Tedavi edilmesi istenilen bölgede yer alan ter bezlerini yok eden modern cihazlar da günümüzde geliştirilmiş durumdadır. Ancak her ne kadar bu cihazlar başarılı sonuçlar elde edilmesini sağlasa da his kaybı, ödem, kızarıklık gibi bazı istenmeyen yan etkileri bulunduğu için zorunlu haller dışında kullanılmamaktadır. Siz de aşırı terleme sorunlarından şikâyetçiyseniz bir an önce Dünyam Hastanesi Dermatoloji Birimi’ni ziyaret ederek sorunlarınızla vedalaşabilirsiniz.

Atopik Dermatit
Halk arasında bebeklik egzaması olarak da bilinen atopik dermatit özellikle süt çocukluğu evresinde ciltte meydana gelen kuruluk, yanaklar, kol ve bacaklarda egzamatöz deri lezyonları ve kaşıntı şeklinde kendisini göstermektedir. Ek gıdalara geçiş evresinde besinlere karşı gelişen duyarlılıkları atopik dermatit lezyonlarının çoğalmasına yol açabilir.
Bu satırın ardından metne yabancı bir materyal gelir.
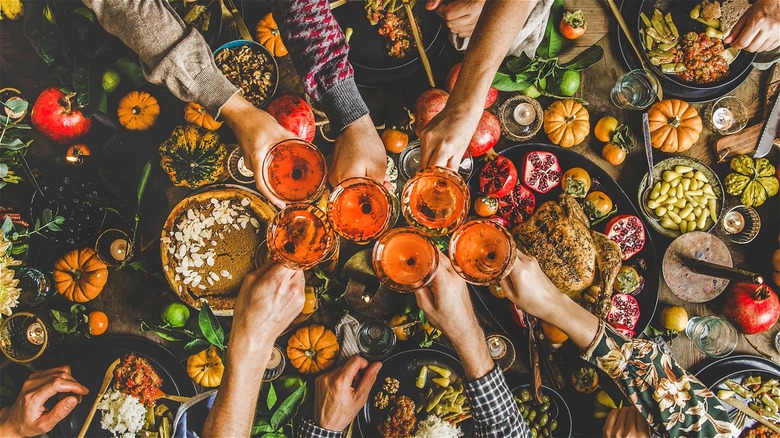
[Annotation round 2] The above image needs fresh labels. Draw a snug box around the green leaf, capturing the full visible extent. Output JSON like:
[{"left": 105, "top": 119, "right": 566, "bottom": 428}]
[
  {"left": 198, "top": 302, "right": 225, "bottom": 350},
  {"left": 559, "top": 46, "right": 604, "bottom": 71},
  {"left": 265, "top": 382, "right": 276, "bottom": 411},
  {"left": 271, "top": 385, "right": 306, "bottom": 430},
  {"left": 536, "top": 0, "right": 563, "bottom": 59}
]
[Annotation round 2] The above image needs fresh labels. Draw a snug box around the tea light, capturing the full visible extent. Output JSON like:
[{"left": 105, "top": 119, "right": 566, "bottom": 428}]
[{"left": 512, "top": 102, "right": 536, "bottom": 126}]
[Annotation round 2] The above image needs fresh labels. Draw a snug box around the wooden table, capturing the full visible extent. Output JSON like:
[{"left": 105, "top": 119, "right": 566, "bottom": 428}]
[{"left": 0, "top": 0, "right": 780, "bottom": 432}]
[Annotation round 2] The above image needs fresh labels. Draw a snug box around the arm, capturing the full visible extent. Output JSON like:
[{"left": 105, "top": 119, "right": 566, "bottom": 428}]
[
  {"left": 501, "top": 251, "right": 731, "bottom": 437},
  {"left": 420, "top": 0, "right": 536, "bottom": 170},
  {"left": 273, "top": 0, "right": 386, "bottom": 186},
  {"left": 203, "top": 265, "right": 304, "bottom": 437},
  {"left": 415, "top": 253, "right": 529, "bottom": 437},
  {"left": 0, "top": 366, "right": 89, "bottom": 437}
]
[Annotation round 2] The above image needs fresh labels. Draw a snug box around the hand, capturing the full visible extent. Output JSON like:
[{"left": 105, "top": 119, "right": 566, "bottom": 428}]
[
  {"left": 230, "top": 265, "right": 306, "bottom": 350},
  {"left": 420, "top": 103, "right": 484, "bottom": 172},
  {"left": 329, "top": 114, "right": 387, "bottom": 187},
  {"left": 222, "top": 94, "right": 295, "bottom": 208},
  {"left": 425, "top": 0, "right": 485, "bottom": 38},
  {"left": 0, "top": 366, "right": 89, "bottom": 437},
  {"left": 604, "top": 406, "right": 650, "bottom": 438},
  {"left": 314, "top": 356, "right": 382, "bottom": 431},
  {"left": 723, "top": 0, "right": 780, "bottom": 52}
]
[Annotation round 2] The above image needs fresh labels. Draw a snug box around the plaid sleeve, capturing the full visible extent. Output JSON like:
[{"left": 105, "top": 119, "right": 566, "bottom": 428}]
[
  {"left": 465, "top": 367, "right": 530, "bottom": 438},
  {"left": 295, "top": 418, "right": 344, "bottom": 438}
]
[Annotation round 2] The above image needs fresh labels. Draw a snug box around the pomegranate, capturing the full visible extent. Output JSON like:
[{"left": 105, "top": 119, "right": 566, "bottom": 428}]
[
  {"left": 498, "top": 184, "right": 536, "bottom": 225},
  {"left": 414, "top": 88, "right": 450, "bottom": 137},
  {"left": 265, "top": 94, "right": 317, "bottom": 141},
  {"left": 447, "top": 62, "right": 498, "bottom": 108},
  {"left": 468, "top": 111, "right": 501, "bottom": 157},
  {"left": 723, "top": 283, "right": 780, "bottom": 335},
  {"left": 479, "top": 155, "right": 517, "bottom": 198},
  {"left": 604, "top": 214, "right": 646, "bottom": 260},
  {"left": 523, "top": 151, "right": 563, "bottom": 193},
  {"left": 607, "top": 294, "right": 639, "bottom": 330},
  {"left": 30, "top": 87, "right": 92, "bottom": 144}
]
Atopik dermatiti bulunan çocuklar ilerleyen yaşlarda da farklı alerjik reaksiyonların tehdidi altındadır ve bu yüzden muhakkak takip altında tutulmalıdır. Dünyam Hastanesi, çocuklarınızda gelişen Atopik Dermatit rahatsızlıklarının tedavisini gerçekleştirecek uzman hekim kadrosu ve teknik donanıma sahip bir sağlık kuruluşudur.

Son derece komplike bir hastalık olan Atopik Dermatit alerjik astım ve alerjik rinit gibi genetik bir altyapısı bulunan Atopi grubunda yer alan çocuklarda görülür. Yakın aile bireylerinde bu gibi bir genetik altyapı varsa eğer bu durum çevresel faktörlerle de birleşerek Atopik Dermatitin oluşumuna yol açar.
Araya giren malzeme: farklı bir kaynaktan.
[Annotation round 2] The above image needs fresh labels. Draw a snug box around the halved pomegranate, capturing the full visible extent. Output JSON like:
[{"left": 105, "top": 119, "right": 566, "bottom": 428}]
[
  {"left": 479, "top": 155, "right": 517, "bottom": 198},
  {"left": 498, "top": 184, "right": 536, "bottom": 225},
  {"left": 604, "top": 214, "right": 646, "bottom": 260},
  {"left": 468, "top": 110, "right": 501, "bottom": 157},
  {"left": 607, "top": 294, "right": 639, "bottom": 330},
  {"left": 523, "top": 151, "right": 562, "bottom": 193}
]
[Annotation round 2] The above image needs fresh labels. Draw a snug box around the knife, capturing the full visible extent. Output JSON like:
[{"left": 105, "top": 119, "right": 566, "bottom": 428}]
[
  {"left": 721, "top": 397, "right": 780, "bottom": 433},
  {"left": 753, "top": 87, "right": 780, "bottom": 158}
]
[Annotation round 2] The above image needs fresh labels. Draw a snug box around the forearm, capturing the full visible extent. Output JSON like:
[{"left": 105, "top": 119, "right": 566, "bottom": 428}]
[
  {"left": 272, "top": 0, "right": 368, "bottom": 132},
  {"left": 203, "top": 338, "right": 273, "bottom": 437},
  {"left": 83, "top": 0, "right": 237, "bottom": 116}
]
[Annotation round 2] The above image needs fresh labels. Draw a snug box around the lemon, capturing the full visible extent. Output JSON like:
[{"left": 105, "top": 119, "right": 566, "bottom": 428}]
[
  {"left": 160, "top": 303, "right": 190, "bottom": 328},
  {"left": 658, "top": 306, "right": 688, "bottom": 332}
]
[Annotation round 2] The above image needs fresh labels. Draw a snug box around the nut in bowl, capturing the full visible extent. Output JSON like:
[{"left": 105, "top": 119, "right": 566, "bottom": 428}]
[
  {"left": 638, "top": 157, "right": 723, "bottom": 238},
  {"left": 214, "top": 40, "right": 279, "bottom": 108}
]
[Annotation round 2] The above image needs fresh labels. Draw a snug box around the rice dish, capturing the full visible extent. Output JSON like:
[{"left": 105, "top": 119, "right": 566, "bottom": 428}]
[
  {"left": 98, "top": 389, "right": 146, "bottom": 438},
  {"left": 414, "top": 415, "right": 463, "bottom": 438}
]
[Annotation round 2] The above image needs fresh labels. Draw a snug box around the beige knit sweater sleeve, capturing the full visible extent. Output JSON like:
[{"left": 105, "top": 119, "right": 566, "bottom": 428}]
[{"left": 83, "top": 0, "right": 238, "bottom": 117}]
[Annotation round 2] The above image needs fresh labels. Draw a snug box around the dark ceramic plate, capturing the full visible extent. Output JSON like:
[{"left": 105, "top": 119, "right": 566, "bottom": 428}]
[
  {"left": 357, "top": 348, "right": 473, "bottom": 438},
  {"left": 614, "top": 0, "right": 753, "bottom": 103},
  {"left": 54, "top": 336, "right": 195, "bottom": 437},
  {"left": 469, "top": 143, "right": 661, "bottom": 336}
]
AtopikDermatit’in tedavisi 2 farklı biçimde planlanır. Bunların ilki hastanın şiddetli atak geçirdiği dönemlerde nemlendirici tarzında ilaçlardan faydalanılır. Çünkü bu rahatsızlıkla karşılaşan çocukların cildinde kuruluk meydana gelir. Bu dönemde dermatoloji hekimlerinin verdiği antihistaminik şuruplar ve kortizonlu kremlerle tedavi yoluna gidilir. Şiddetli atak atlatılınca idame tedavi safhasında sürekli olarak vücudu nemli tutması için bu hastalığa özgü nemlendiricilerden faydalanılır.

Behçet Hastalığı
Behçet Hastalığı kan damarlarında iltihaplanma gerçekleştikten sonra vücudun farklı bölgelerinde meydana gelen yara ve ülserler aracılığıyla kendisini gösterir. Semptomları kişiden kişiye değişiklik gösteren ve Otoimmün bir hastalık olarak ifade edilen Behçet Hastalığı esasen bağışıklık sisteminin sağlıklı hücrelere saldırması neticesinde ortaya çıkar. Birbirinden bağımsız olarak gelişen farklı semptomlarla Behçet Hastalığı gelişim gösterir.
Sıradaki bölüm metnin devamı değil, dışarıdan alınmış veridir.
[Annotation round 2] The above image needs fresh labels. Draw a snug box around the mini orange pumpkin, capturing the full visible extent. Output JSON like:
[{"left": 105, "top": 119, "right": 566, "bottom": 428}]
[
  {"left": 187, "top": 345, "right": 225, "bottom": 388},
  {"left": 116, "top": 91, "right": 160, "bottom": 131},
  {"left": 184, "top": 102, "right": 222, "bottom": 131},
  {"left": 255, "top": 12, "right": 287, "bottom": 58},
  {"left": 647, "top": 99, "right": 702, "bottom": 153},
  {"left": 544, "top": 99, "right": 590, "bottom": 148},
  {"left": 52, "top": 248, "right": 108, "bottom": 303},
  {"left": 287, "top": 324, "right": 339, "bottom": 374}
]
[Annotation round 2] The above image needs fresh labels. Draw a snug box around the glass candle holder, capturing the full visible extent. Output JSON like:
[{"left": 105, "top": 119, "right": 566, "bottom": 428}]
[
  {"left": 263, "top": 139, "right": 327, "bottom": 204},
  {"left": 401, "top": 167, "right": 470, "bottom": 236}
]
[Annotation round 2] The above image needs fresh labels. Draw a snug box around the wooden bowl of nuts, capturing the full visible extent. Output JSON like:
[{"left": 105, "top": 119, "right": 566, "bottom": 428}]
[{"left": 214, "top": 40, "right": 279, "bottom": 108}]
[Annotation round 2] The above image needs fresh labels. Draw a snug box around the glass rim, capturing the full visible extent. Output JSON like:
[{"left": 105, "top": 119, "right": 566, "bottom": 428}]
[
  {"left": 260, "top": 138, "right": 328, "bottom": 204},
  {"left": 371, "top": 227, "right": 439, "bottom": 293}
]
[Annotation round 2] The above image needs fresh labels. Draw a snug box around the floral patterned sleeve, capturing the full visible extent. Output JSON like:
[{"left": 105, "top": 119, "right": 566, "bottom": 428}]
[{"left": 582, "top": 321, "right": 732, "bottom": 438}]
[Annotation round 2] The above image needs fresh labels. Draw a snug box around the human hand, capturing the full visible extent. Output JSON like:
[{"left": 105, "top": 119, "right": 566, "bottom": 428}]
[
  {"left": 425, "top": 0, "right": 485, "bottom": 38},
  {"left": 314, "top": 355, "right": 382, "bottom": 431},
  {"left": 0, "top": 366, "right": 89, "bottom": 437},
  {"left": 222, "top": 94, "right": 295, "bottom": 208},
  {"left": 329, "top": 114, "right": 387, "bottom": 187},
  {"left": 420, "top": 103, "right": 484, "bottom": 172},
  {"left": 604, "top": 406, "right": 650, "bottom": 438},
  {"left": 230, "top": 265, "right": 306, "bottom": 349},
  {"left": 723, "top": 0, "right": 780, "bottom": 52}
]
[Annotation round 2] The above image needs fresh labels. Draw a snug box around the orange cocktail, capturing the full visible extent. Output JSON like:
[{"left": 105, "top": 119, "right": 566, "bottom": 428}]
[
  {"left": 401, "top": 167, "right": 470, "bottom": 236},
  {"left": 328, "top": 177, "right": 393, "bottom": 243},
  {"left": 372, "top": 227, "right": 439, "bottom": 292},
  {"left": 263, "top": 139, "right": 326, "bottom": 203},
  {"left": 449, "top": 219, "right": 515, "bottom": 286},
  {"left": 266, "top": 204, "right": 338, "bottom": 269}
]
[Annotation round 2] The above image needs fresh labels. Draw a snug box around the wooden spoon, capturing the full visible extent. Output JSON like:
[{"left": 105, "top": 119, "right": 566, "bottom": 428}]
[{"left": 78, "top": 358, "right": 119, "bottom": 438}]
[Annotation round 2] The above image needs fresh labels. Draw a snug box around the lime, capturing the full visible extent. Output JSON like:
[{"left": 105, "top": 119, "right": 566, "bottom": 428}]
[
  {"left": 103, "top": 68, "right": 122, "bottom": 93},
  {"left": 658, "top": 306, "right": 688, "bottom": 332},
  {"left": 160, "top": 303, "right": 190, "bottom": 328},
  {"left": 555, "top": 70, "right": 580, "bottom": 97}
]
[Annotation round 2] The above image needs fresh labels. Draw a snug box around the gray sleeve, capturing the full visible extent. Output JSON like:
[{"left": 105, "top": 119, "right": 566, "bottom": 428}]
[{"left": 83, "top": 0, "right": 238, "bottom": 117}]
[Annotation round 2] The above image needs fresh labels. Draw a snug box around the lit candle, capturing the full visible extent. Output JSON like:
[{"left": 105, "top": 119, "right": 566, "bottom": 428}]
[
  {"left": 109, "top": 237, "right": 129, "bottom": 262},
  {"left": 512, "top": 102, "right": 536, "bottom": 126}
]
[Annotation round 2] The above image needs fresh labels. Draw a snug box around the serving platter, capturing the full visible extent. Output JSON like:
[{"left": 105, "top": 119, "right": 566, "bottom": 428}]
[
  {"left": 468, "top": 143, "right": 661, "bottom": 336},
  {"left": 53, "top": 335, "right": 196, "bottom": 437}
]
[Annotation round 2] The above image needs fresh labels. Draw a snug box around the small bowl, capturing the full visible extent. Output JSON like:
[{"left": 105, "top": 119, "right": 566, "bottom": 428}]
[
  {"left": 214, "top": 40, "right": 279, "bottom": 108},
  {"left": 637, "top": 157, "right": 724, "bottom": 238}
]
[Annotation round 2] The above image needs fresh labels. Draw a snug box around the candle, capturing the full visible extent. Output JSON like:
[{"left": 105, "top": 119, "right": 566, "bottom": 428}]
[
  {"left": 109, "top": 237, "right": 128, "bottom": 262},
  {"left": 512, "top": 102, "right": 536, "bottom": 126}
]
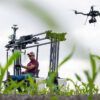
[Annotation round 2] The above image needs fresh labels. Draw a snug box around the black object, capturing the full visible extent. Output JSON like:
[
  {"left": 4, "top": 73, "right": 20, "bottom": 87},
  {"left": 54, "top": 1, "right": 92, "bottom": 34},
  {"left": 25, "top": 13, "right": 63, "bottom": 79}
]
[{"left": 74, "top": 6, "right": 100, "bottom": 24}]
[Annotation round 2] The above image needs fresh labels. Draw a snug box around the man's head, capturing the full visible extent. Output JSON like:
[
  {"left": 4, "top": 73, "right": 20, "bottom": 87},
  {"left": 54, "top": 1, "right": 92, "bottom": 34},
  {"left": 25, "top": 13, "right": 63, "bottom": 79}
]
[{"left": 27, "top": 52, "right": 35, "bottom": 60}]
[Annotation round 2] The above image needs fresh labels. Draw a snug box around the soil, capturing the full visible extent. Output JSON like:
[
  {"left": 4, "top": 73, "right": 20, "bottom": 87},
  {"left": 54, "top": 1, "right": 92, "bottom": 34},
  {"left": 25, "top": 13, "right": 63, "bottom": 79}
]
[{"left": 0, "top": 94, "right": 100, "bottom": 100}]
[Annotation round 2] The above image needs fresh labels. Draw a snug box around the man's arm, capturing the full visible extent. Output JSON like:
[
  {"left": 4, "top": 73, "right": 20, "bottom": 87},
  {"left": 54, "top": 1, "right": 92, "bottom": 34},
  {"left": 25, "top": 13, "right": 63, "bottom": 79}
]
[{"left": 27, "top": 64, "right": 36, "bottom": 70}]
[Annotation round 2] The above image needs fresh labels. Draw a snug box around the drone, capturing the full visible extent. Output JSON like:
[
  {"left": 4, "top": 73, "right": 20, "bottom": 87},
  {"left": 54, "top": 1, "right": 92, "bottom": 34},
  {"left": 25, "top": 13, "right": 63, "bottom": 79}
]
[{"left": 74, "top": 6, "right": 100, "bottom": 24}]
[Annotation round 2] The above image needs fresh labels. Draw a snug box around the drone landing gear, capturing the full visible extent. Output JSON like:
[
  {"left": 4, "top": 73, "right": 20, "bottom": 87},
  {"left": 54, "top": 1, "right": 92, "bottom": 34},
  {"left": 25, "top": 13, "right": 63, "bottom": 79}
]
[{"left": 89, "top": 18, "right": 97, "bottom": 24}]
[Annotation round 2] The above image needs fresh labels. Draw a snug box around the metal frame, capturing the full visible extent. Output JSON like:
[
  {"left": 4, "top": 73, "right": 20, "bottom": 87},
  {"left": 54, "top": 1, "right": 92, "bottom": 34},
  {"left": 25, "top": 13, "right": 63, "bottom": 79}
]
[{"left": 5, "top": 25, "right": 66, "bottom": 78}]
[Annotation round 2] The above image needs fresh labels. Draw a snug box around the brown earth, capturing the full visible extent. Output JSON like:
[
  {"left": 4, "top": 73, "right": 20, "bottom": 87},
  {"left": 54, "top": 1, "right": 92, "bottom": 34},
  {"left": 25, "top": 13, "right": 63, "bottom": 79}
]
[{"left": 0, "top": 94, "right": 100, "bottom": 100}]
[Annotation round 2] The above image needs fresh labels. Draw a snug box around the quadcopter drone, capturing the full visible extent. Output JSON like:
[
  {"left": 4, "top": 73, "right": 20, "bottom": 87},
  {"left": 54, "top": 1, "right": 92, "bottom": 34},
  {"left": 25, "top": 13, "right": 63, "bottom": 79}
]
[{"left": 74, "top": 6, "right": 100, "bottom": 24}]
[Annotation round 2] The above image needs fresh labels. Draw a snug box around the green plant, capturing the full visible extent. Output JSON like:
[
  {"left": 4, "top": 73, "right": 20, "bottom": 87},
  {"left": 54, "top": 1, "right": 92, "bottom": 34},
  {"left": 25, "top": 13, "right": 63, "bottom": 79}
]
[{"left": 76, "top": 54, "right": 100, "bottom": 100}]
Hastalık kimi hastalarda sadece deri, ağız ve genital bölgelerde oluşan yaralarla ilerlerken kimi hastalarda damarların iltihaplanması ve sinir sistemine sirayet etmesinden ötürü akciğer, sindirim sitemi ve beyin dahil olmak üzere çeşitli bölgelerde tutulum gerçekleştirebilir.

Toplumda bilinenin aksine kadın ve erkek bireylerde Behçet Hastalığı’nın görülme oranlarında belirgin bir farklılıktan söz edilemez. Lakin hastalığın bazı komplikasyonlarından erkek bireylerin kadınlara kıyasla daha çok etkilendikleri gözlemlenmektedir.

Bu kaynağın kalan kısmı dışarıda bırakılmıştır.